JAKARTA – Isu terkait dunia kedokteran belakangan sedang mencuat. Bahkan, sisi gelap terkait profesi ini satu per satu mulai terungkap.
Hal itu menyusul hebohnya perkara bunuh diri orang dokter muda sekaligus kontestan PPDS Anestesi Undip Semarang oleh sebab itu dugaan aksi perundungan. Kasus yang disebutkan lantas memproduksi Dokter Tirta teringat akan sisi gelap dari profesi yang digunakan terkenal dengan ‘image’ bergaji tinggi tersebut.
Padahal, menurut Dokter Tirta, faktanya dokter merupakan sebuah profesi yang digunakan sengsara. Terlebih apabila bukan menjadi dokter spesialis serta tak ditugaskan di dalam area yang ‘strategis’.
“Justru ketika itu (setelah masuk kuliah kedokteran) aku baru tahu, ternyata jadi dokter kalau nggak jadi spesialis itu sengsara. Dan kalaupun jadi spesialis, kalau nggak di area lahan basah itu juga sengsara,” ujar Dokter Tirta di podcast dengan Feni Rose, menyampaikan dari kanal YouTube Feni Rose Official, Rabu (21/8/2024).
Dokter Tirta menyebut, proses menjadi dokter spesialis juga tak mudah. Butuh perjuangan yang dimaksud sangat keras. Mulai dari masa kuliah yang tersebut lama hingga harus dibayar terjangkau pada waktu pertama kali menjalani profesi.
Bahkan jikalau tidak ada mempunyai ‘networking’ alias jalur ‘ordal’, Dokter Tirta menyebut, di tempat awal-awal karier, profesi dokter akan berbagai miliki tantangan dikarenakan sanggup ditugaskan di tempat area yang dimaksud berjauhan dari keluarga dan juga penuh dengan lingkungan tidak ada sehat.
“Prosesnya tuh kaya maraton. Kuliahnya lama banget serta proses juga lama. Setelah lulus dokter umum harus internship. Setelah internship gajinya pas-pasan kemudian harus berjuang keras lima tahun lagi untuk jadi spesialis,” ungkapnya.
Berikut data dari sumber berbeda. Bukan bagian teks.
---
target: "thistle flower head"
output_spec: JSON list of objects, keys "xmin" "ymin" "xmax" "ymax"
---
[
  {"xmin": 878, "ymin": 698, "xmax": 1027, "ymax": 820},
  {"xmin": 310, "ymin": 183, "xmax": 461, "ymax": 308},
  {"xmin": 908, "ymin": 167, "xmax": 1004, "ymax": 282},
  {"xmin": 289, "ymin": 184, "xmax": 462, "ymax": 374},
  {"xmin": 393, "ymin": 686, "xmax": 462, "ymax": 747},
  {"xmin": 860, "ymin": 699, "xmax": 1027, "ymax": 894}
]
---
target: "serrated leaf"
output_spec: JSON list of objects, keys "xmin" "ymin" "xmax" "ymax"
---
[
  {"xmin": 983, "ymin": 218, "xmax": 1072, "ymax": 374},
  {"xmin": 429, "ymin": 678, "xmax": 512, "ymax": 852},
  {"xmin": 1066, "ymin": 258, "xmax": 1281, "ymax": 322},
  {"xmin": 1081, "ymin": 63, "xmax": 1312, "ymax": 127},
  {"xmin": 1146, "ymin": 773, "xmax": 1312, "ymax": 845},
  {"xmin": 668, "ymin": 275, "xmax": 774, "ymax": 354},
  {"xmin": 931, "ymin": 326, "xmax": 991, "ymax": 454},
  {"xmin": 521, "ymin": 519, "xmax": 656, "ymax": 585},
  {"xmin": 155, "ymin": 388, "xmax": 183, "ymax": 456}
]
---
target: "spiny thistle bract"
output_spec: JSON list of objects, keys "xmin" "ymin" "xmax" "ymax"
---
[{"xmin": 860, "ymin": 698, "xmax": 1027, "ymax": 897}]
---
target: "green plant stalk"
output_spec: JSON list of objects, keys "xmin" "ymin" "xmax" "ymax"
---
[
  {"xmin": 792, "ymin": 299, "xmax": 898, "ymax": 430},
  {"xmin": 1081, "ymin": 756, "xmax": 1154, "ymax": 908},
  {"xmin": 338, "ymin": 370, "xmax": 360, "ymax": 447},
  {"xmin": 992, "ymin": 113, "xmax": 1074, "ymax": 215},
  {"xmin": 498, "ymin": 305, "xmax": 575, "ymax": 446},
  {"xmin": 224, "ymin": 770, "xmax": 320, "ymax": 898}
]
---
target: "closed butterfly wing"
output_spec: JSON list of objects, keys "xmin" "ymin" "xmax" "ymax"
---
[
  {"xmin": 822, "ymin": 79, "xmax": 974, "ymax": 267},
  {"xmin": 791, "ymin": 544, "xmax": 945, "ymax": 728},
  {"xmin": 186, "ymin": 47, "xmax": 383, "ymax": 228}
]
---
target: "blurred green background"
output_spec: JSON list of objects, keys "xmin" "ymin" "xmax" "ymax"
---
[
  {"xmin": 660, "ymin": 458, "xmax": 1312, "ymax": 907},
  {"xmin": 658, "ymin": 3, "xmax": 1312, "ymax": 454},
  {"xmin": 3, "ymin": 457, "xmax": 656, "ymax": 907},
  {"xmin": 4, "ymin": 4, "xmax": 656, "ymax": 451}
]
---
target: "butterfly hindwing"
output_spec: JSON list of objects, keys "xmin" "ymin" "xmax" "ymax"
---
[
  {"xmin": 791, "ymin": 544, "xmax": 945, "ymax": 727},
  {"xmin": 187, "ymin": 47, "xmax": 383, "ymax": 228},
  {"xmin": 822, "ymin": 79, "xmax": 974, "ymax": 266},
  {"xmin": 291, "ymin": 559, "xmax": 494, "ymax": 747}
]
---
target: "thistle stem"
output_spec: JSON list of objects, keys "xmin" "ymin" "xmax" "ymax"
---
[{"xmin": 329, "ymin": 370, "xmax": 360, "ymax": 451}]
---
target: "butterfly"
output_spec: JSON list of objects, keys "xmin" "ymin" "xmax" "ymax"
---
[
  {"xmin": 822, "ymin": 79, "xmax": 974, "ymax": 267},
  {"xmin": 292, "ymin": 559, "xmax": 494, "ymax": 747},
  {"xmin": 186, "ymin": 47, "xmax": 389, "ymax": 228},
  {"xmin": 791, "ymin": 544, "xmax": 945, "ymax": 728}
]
“Setelah lima tahun kalau punya networking bagus akan kerja di dalam lahan basah. Jadi lahan basah tuh deket keluarga, masih dalam Pulau Jawa. Tapi kalau ingin tantangan dapat ke wilayah tiga T yang mana sangat stressful dan juga sangat jauh dari keluarga,” lanjut dokter yang tersebut juga kreator konten itu.
Dokter lulusan Universitas Gadjah Mada itu lantas memperlihatkan perjuangannya ketika menjalani koas (co-ass) pada tahun 2014, tepatnya pada pada waktu kegiatan BPJS Bidang Kesehatan di dalam Indonesia perdana diberlakukan. Saat itu, Dokter Tirta sempat mengira, perjuangannya telah dilakukan selesai usai menjadi dokter umum.